My fingertips tingle as if something precious is just out of grasp. “What sort of other things?”
“Kissing. Touching. Being together. Wanting. Those are not things Muses do,” she says. “And every time I’ve worked, every time I’ve put love into art, I kept returning to those nights with you. And I started to feel things I’ve never known before.”
“Like?” I ask, barely a whisper, but audible enough.
“Like . . . missing .”
That word. That one wonderful word.
“I missed you, and it was entirely new and kind of awful.”
I wouldn’t call the sound I make a laugh, but she peeks at me hopefully, then grows earnest again.
“I realized I’m not the same as before. I haven’t been the same since I fell in love with you.”
The last night at the museum, when we parted outside the doors, she was clinical and friendly. She didn’t seem to feel anything at all. That Clio was worlds different from the woman in the painting.
“You remember all that?” I ask.
“I never forgot all that, but it was just . . . a fact.” She tucks her hair behind her ear in such a human gesture my heart stutters. “But when I started working again, it was more than remembering.
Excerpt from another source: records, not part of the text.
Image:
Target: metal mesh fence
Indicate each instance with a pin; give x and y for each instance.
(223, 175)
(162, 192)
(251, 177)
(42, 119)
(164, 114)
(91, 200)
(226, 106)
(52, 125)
It was feeling . And the feelings didn’t go away. They’re part of who I am now.”
I hold in a breath. I hold in all the breaths in the city. The potential in what she’s saying hangs before me like a fragile snow globe I don’t want to drop, don’t want to break.
“And so, I went to Thalia to ask her for something.”
I let myself hope.
I hope so much it hurts. But I’ll take it. Because I think maybe, just maybe, it’s the kind of hurt that leads to something magical on the other side.